Throughout its run, The Befrienders struggled to strike a consistent tone. Some episodes, like Varah's own contribution, Nobody Understands Miranda, were praised for their sensitivity and insight. Others, according to reviewers like Terry Metcalf and Rita Wharton, were too drawn-out or overly sentimental. Indeed, Wharton questioned the very premise of dramatising such despair week after week, wondering aloud whether a documentary format might have better served the Samaritans' mission.

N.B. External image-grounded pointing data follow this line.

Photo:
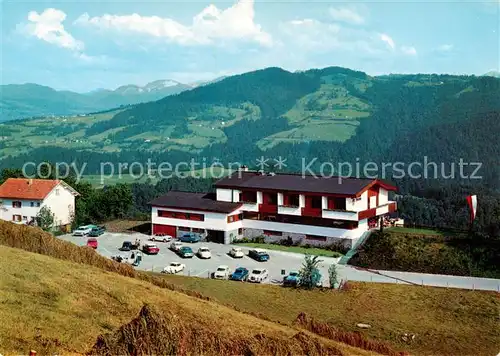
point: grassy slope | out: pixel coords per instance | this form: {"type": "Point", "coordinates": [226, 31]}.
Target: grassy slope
{"type": "Point", "coordinates": [446, 321]}
{"type": "Point", "coordinates": [70, 304]}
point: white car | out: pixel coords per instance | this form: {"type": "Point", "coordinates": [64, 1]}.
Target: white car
{"type": "Point", "coordinates": [83, 230]}
{"type": "Point", "coordinates": [174, 267]}
{"type": "Point", "coordinates": [258, 275]}
{"type": "Point", "coordinates": [222, 272]}
{"type": "Point", "coordinates": [158, 238]}
{"type": "Point", "coordinates": [236, 252]}
{"type": "Point", "coordinates": [176, 246]}
{"type": "Point", "coordinates": [204, 252]}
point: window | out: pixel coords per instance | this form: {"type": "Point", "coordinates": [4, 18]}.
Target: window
{"type": "Point", "coordinates": [316, 202]}
{"type": "Point", "coordinates": [272, 233]}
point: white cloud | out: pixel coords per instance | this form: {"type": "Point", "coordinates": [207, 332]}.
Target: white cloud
{"type": "Point", "coordinates": [210, 25]}
{"type": "Point", "coordinates": [346, 15]}
{"type": "Point", "coordinates": [445, 47]}
{"type": "Point", "coordinates": [411, 51]}
{"type": "Point", "coordinates": [387, 39]}
{"type": "Point", "coordinates": [47, 26]}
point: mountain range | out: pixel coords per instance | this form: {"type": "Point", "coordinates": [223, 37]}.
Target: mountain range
{"type": "Point", "coordinates": [332, 114]}
{"type": "Point", "coordinates": [19, 101]}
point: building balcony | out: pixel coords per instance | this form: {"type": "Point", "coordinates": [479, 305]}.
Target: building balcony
{"type": "Point", "coordinates": [267, 208]}
{"type": "Point", "coordinates": [340, 215]}
{"type": "Point", "coordinates": [289, 210]}
{"type": "Point", "coordinates": [313, 212]}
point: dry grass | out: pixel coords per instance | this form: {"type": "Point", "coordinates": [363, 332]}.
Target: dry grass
{"type": "Point", "coordinates": [54, 306]}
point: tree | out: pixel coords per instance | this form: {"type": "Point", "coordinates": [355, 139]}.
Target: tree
{"type": "Point", "coordinates": [332, 275]}
{"type": "Point", "coordinates": [309, 274]}
{"type": "Point", "coordinates": [45, 218]}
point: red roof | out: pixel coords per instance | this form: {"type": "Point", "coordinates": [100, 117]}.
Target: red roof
{"type": "Point", "coordinates": [22, 188]}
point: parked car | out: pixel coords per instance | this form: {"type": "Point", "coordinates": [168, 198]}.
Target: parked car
{"type": "Point", "coordinates": [174, 267]}
{"type": "Point", "coordinates": [161, 238]}
{"type": "Point", "coordinates": [83, 230]}
{"type": "Point", "coordinates": [236, 252]}
{"type": "Point", "coordinates": [222, 272]}
{"type": "Point", "coordinates": [150, 249]}
{"type": "Point", "coordinates": [129, 246]}
{"type": "Point", "coordinates": [239, 274]}
{"type": "Point", "coordinates": [259, 255]}
{"type": "Point", "coordinates": [292, 279]}
{"type": "Point", "coordinates": [175, 246]}
{"type": "Point", "coordinates": [258, 275]}
{"type": "Point", "coordinates": [97, 231]}
{"type": "Point", "coordinates": [204, 252]}
{"type": "Point", "coordinates": [191, 238]}
{"type": "Point", "coordinates": [186, 252]}
{"type": "Point", "coordinates": [92, 242]}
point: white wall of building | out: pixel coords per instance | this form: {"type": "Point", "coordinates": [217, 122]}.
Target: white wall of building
{"type": "Point", "coordinates": [303, 229]}
{"type": "Point", "coordinates": [60, 201]}
{"type": "Point", "coordinates": [357, 204]}
{"type": "Point", "coordinates": [213, 221]}
{"type": "Point", "coordinates": [224, 194]}
{"type": "Point", "coordinates": [236, 195]}
{"type": "Point", "coordinates": [7, 211]}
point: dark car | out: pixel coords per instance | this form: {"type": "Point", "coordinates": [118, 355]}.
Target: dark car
{"type": "Point", "coordinates": [97, 231]}
{"type": "Point", "coordinates": [192, 238]}
{"type": "Point", "coordinates": [259, 255]}
{"type": "Point", "coordinates": [239, 274]}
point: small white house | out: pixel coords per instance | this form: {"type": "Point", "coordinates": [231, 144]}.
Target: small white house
{"type": "Point", "coordinates": [21, 199]}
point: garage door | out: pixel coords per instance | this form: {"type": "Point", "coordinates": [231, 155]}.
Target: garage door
{"type": "Point", "coordinates": [165, 229]}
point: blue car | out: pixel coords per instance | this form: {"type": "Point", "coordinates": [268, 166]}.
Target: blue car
{"type": "Point", "coordinates": [191, 238]}
{"type": "Point", "coordinates": [292, 279]}
{"type": "Point", "coordinates": [259, 255]}
{"type": "Point", "coordinates": [239, 274]}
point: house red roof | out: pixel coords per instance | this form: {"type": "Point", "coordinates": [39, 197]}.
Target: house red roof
{"type": "Point", "coordinates": [22, 188]}
{"type": "Point", "coordinates": [300, 183]}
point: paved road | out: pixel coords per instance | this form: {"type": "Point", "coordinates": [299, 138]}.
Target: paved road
{"type": "Point", "coordinates": [110, 242]}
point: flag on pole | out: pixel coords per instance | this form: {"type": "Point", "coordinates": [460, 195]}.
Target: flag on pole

Yet despite its imperfections, the series undeniably had an impact. The Samaritans experienced a surge in calls, even prompting the organisation to set up additional telephone lines in anticipation of viewer response. One unfortunate man in Manchester, whose phone number resembled that of the London branch, received a deluge of unintended calls. More meaningfully, the show reportedly led to a doubling of client numbers in some branches and, in London alone, prompted 250 new volunteer applications shortly after broadcast. A later report from The Times linked a rise in young callers directly to the show, and a 1975 British Medical Journal study confirmed a marked increase in contact at the Edinburgh branch, though it found no evidence that the series prevented suicide.

Perhaps the most telling legacy of The Befrienders lies not in its production values or critical reception, but in its influence on viewers. In 2022, the Express & Echo reported that a single episode had inspired a volunteer in Exeter to give fifty years of service to the organisation. That’s no small achievement.
Though certainly not flawless — at times meandering, occasionally overwrought — The Befrienders deserves recognition for what it tried to achieve: to humanise those in crisis, to honour the work of volunteers, and to remind viewers that compassion, often in the form of a quiet voice on the end of a phone line, can make all the difference. In doing so, it remains a notable, if overlooked, chapter in the history of socially conscious British television.
Verdict: ★★★☆☆
Earnest, affecting, occasionally clumsy — a well-meaning drama with a powerful social conscience.